Question

In hydrogen atom, an electron is transferred from an orbit of radius $1.3225$ nm to another orbit of radius $0.2116$ nm. What is the energy (in J) of emitted radiation? (Rydberg constant $R_H \approx 1.097 \times 10^7 \text{ m}^{-1}$)

• A. $1.635\times 10^{-18}$
• B. $3.027\times 10^{-19}$
• C. $4.087\times 10^{-19}$
• D. $0.4578\times 10^{-18}$

Hint:

The radius of the $n^{th}$ orbit in a hydrogen atom is $r_n = n^2 a_0$. For an electron transition, the energy of the emitted/absorbed photon is $E = 13.6 \left|\frac{1}{n_f^2} - \frac{1}{n_i^2}\right| \text{ eV}$. To convert to Joules, multiply by $1.602 \times 10^{-19} \text{ J/eV}$.

Answer 1

The Correct Option is D

Step 1: Relate the radius of the orbit to the principal quantum number $n$.
The radius of the $n^{th}$ orbit in a hydrogen atom is given by $r_n = n^2 a_0$, where $a_0$ is the Bohr radius, $a_0 \approx 0.0529 \text{ nm}$. 
Let $r_1 = 1.3225 \text{ nm}$ and $r_2 = 0.2116 \text{ nm}$. 
For the initial orbit ($n_1$): $n_1^2 = \frac{r_1}{a_0} = \frac{1.3225 \text{ nm}}{0.0529 \text{ nm}} = 25 \implies n_1 = 5$. 
For the final orbit ($n_2$): $n_2^2 = \frac{r_2}{a_0} = \frac{0.2116 \text{ nm}}{0.0529 \text{ nm}} = 4 \implies n_2 = 2$. 
The transition is from $n_1=5$ to $n_2=2$. Since $n_1>n_2$, a photon is emitted. 

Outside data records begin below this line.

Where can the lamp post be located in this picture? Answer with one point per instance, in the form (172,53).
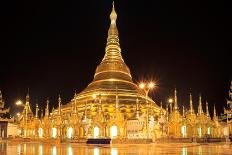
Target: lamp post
(20,103)
(146,87)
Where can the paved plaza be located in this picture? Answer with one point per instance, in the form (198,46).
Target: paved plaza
(32,148)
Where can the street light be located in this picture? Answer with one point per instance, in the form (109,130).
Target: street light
(147,87)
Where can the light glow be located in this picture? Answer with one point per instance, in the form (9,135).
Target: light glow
(141,85)
(114,131)
(151,85)
(183,131)
(96,132)
(94,96)
(70,132)
(54,132)
(199,132)
(19,102)
(40,133)
(170,100)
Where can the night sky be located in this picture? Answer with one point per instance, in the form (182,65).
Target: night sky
(54,47)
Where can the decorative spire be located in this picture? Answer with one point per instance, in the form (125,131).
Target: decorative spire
(36,110)
(137,107)
(113,50)
(214,111)
(41,115)
(191,104)
(207,109)
(175,100)
(27,97)
(161,108)
(200,110)
(27,105)
(75,103)
(100,104)
(183,112)
(85,112)
(59,105)
(1,100)
(167,112)
(116,100)
(47,108)
(0,96)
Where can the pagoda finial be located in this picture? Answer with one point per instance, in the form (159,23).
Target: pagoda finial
(137,107)
(214,111)
(183,111)
(1,97)
(75,103)
(175,100)
(191,103)
(207,109)
(47,108)
(116,99)
(36,110)
(59,105)
(27,97)
(200,110)
(161,108)
(113,50)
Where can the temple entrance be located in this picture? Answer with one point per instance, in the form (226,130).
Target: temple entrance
(40,133)
(199,132)
(54,132)
(96,132)
(113,131)
(183,131)
(70,132)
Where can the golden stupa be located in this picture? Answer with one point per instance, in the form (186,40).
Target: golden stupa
(113,78)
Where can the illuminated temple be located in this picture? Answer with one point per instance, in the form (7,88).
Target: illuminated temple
(113,106)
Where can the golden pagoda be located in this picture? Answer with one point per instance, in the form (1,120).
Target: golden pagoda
(109,107)
(112,77)
(113,106)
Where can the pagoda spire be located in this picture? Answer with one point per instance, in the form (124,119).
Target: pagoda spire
(215,118)
(59,105)
(183,111)
(47,108)
(36,110)
(137,107)
(113,50)
(116,100)
(191,104)
(200,109)
(0,96)
(85,112)
(214,111)
(1,100)
(27,105)
(175,100)
(161,108)
(75,103)
(207,109)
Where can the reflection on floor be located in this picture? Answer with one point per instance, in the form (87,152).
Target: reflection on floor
(13,148)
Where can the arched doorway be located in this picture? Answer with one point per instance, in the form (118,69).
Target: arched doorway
(96,132)
(199,132)
(70,132)
(54,132)
(113,131)
(184,131)
(40,133)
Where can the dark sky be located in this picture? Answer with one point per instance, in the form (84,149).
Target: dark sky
(53,47)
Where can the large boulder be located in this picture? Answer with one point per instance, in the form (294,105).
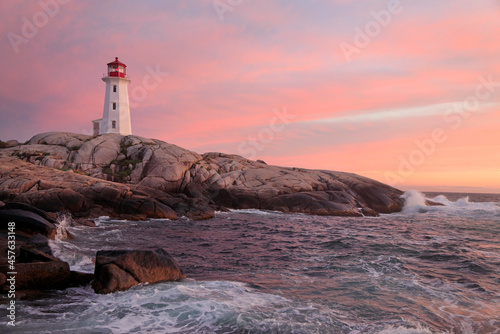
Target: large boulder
(137,165)
(27,222)
(117,270)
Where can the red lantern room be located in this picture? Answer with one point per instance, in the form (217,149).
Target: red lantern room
(117,69)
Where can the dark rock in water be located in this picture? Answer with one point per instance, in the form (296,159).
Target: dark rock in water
(80,279)
(3,280)
(27,222)
(41,275)
(117,270)
(367,212)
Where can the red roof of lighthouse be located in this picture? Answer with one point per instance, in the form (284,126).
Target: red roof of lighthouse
(117,62)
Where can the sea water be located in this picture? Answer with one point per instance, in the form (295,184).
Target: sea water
(424,270)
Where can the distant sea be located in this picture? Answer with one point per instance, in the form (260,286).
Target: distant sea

Step 2: Calculate the energy of the emitted photon in $\text{eV$.} 
The energy of the emitted photon, $E$, is the difference in the energy levels: \[ E = E_{n_1} - E_{n_2} = -13.6 \left(\frac{1}{n_1^2} - \frac{1}{n_2^2}\right) \text{ eV} = 13.6 \left(\frac{1}{n_2^2} - \frac{1}{n_1^2}\right) \text{ eV}. \] Substitute $n_1=5$ and $n_2=2$: \[ E = 13.6 \left(\frac{1}{2^2} - \frac{1}{5^2}\right) \text{ eV} = 13.6 \left(\frac{1}{4} - \frac{1}{25}\right) \text{ eV}. \] \[ E = 13.6 \left(\frac{25-4}{100}\right) \text{ eV} = 13.6 \times \frac{21}{100} = 0.136 \times 21 \text{ eV}. \] \[ E = 2.856 \text{ eV}. \] 

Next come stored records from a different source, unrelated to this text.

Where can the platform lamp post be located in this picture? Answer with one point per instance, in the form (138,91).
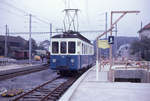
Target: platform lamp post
(109,30)
(112,25)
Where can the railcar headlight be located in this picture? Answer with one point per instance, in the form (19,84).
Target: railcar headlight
(72,60)
(54,60)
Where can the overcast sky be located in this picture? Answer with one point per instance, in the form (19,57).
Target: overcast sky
(91,15)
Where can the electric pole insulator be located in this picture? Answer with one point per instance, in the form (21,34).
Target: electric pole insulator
(111,39)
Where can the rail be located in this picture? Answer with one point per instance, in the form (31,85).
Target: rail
(50,90)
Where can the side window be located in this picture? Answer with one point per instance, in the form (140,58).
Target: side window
(63,47)
(71,47)
(55,47)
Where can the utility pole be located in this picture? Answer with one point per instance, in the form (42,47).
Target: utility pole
(50,35)
(112,26)
(106,23)
(30,41)
(110,30)
(6,47)
(116,30)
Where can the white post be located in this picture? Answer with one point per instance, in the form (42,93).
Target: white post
(97,64)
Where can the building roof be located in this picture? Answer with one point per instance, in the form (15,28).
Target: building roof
(145,28)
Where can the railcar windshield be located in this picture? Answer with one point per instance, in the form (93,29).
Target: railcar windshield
(71,47)
(63,47)
(55,47)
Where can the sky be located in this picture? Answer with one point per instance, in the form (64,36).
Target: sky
(91,16)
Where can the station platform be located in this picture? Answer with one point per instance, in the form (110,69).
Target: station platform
(90,88)
(12,68)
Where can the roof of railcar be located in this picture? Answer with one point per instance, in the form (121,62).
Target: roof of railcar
(72,34)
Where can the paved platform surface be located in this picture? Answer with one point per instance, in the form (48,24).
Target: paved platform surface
(88,88)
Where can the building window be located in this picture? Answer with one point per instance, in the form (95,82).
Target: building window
(71,47)
(63,47)
(55,47)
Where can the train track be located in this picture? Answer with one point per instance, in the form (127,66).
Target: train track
(22,72)
(48,91)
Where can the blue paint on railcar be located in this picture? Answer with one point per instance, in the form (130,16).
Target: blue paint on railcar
(70,62)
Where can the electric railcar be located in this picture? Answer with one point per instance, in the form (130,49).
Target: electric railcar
(71,52)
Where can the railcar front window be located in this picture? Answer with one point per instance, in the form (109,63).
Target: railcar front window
(71,47)
(63,47)
(55,47)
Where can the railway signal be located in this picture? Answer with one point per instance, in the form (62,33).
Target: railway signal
(111,39)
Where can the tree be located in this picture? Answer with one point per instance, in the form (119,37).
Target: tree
(143,47)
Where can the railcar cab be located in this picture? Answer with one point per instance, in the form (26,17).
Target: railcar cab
(67,49)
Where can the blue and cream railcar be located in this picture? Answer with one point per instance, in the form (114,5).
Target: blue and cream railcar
(70,51)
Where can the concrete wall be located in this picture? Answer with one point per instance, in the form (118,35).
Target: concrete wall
(141,74)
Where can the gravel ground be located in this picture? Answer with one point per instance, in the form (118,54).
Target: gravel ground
(27,82)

Step 3: Convert the energy from $\text{eV$ to Joules (J).} 
The conversion factor is $1 \text{ eV} = 1.602 \times 10^{-19} \text{ J}$. We will use $1.6 \times 10^{-19} \text{ J}$ for simplification, or the exact value to match the option. Let's use the given option's implied conversion factor. \[ E (\text{J}) = 2.856 \text{ eV} \times (1.6 \times 10^{-19} \text{ J/eV}). \] \[ E (\text{J}) = 4.5696 \times 10^{-19} \text{ J}. \] In the form $0.4578 \times 10^{-18} \text{ J}$, this is: \[ E (\text{J}) = 0.45696 \times 10^{-18} \text{ J}. \] This is approximately $0.4578 \times 10^{-18} \text{ J}$ (Option D).